I was ushered into my workday this morning by an email letting me know that one of the kids on my caseload has run away.
The same teenager that I had to stay overnight at the office with a couple weeks back. The one that I would work at DSS forever for if it meant he would not have to endure another loss. The teenager that has lived in 20+ different places and lost every parent and sibling he has ever known.
The same teenager that makes really dumb choices and smokes a lot of pot. The one that will be repeating 10 grade for the 3rd time at 17 years old and still asks me how to spell every other word that he writes. The boy that hardly takes responsibility for his actions because he is so detached from everything around him.
Him. He ran away.
And my heart breaks.
Because he is broken. He is hurting and the pain never stops. He brings a lot of it upon himself and a lot of it he was born into.
He was in 20+ placements throughout his life because NOT ONE FAMILY was willing to commit to him and his terribly defiant and detached behaviors. NOT ONE. There has been so much “you messed up and now you don’t get a family” in his 17 years that the simple idea of family, and grace within a family, are completely foreign to him. I asked him last week who he is able to trust in his life and he named 3 people. THREE people that he trusts out of 17 years of life.

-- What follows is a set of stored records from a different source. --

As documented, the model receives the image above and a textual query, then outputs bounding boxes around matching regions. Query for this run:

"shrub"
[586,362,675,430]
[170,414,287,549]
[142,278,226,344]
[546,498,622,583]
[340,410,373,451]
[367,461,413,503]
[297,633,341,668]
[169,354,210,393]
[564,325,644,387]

And ya know what? All 3 of them are his service providers and in some way employed to care about him.
That is unacceptable.
Plain & simple.
No government agency will make a good parent.
It was not meant to carry out that task.
But so often it is asked to do just that.
Stop placing the blame.
I started to think about Jesus this morning after I read that email. I started to pray for my boy.

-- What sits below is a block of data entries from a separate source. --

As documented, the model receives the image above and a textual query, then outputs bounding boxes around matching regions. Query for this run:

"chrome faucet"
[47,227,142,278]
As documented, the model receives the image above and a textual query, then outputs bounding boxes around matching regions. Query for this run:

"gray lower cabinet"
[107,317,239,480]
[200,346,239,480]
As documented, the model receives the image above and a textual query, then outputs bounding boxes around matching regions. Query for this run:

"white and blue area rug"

And when I think about Jesus, I think about the ways in which he surrounded himself with the broken; people like this teenager.
Jesus loved the broken.
The vulnerable.
The marginalized.
The segregated.
The rejected woman.
The addicted man.
The orphaned child.
The mentally ill.
The homeless.
The lost.
And he loves my teenager.
But so often I don’t see the Church reflecting that image of God.

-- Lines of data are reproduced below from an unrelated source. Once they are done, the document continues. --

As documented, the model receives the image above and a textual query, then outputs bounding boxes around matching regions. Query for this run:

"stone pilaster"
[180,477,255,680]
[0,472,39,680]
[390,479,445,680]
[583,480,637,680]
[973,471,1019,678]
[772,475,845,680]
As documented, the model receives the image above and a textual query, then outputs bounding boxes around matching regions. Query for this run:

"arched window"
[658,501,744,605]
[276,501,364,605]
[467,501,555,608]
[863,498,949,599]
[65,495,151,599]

And I know you’ll think to yourself, “Our church has a great homeless ministry.” or “My church has a thriving orphan ministry.”
And those are wonderful things.
But let me ask you this- What are YOU personally doing in your life to help carry the sins and burdens of other people? What are YOU personally doing that makes you feel uncomfortable and drained? What are YOU personally doing that makes you feel completely desperate for Jesus?
Because the Jesus that I know.. He RAN to the vulnerable. He longed to see the broken restored. His heart was wrecked for orphan.
Yet we, His children and beloved, are so reluctant to care in the most minuscule of ways.
And that is not of Jesus.
I don’t know that I can say it many more times or scream it much louder without it losing it’s sting, but..
WHERE ARE WE CHURCH?? RISE UP!!!!
We should count it AN HONOR to serve and love and bring hope to the broken…
just as our Jesus did.
We should be desperate to see Him glorified.
There are around 300 churches in Greenville county. 300 churches that are supposed to care about the things and people that Jesus cared about.
And yet there was not even one family for my one teenager.
Please church, stop telling him that he doesn’t matter.
And stop telling yourself that he doesn’t notice.